Il crimine di cui si parla non è, tuttavia, meno grave dell’atto di uccidere altri esseri umani inermi (o dell’omettere ogni azione che impedisca i medesimi effetti) mediante l’uso della barbarie, perciò aggredendo e violando con razionale sopruso.
Non esiste una sola autorità definibile dall’uomo che possa decidere della vita altrui!
È lecito domandarsi, allora, perché si sia presa la decisione di perseguire il crimine internazionale oggi, omettendo di farlo molto prima per tutto ciò cui abbiamo finora assistito.

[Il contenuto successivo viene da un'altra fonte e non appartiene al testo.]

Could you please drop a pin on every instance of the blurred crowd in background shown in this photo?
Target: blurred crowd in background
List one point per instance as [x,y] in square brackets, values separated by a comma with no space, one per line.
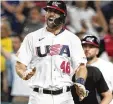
[18,18]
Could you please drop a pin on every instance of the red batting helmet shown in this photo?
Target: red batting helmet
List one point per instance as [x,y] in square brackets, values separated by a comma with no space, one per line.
[58,5]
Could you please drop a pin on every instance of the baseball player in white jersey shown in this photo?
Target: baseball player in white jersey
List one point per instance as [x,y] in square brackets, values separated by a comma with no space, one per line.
[52,54]
[90,45]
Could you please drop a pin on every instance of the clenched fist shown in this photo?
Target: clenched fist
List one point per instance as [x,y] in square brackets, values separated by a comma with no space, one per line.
[81,91]
[28,74]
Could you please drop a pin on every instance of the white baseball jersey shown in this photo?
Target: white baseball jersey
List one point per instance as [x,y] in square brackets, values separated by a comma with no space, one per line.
[107,70]
[55,57]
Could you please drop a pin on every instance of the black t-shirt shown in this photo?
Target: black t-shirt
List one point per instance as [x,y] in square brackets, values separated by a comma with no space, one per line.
[94,81]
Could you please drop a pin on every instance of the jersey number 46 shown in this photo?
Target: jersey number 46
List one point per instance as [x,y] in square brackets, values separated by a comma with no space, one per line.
[65,66]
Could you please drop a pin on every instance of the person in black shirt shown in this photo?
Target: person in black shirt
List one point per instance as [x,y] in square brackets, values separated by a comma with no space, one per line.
[95,82]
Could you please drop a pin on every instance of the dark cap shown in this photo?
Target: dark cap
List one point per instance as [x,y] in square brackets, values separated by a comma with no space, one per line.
[58,5]
[90,39]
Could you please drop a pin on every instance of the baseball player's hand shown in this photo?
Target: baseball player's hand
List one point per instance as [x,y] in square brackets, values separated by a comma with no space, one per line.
[29,73]
[81,91]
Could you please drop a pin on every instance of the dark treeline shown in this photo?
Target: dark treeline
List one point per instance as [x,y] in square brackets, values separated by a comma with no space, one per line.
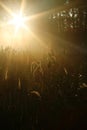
[46,93]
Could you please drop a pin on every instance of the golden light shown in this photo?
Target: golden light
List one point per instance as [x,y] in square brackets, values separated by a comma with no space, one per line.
[17,33]
[18,21]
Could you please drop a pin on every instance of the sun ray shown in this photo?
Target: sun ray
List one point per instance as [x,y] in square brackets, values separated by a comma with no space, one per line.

Il timore è che si faccia della giustizia internazionale un uso sospinto anche da motivi di opportunità e non solo da desiderio di verità. Riconoscere crimini a danno del diritto internazionale parimenti evidenti nel conflitto russo-ucraino, ma anche in altri conflitti o crisi internazionali, obbligherebbe a portare sul banco degli imputati altri decisori della storia recente, non solo Vladimir Putin. Farlo metterebbe dunque in discussione l’esercizio di altre autorità, alcune di queste a noi non ugualmente avverse.
Appare, allora, che dietro alla decisione di perseguire l’autarca russo per un crimine tanto grave quanto unico vi possano esservi motivi non solo di altissimo principio etico ma soprattutto di prosaica opportunità. Se così fosse, il male, quello profondo che porta ad altro male, non sarebbe risolto! Quella decisione sarebbe, essa stessa, prodromica di un nuovo male!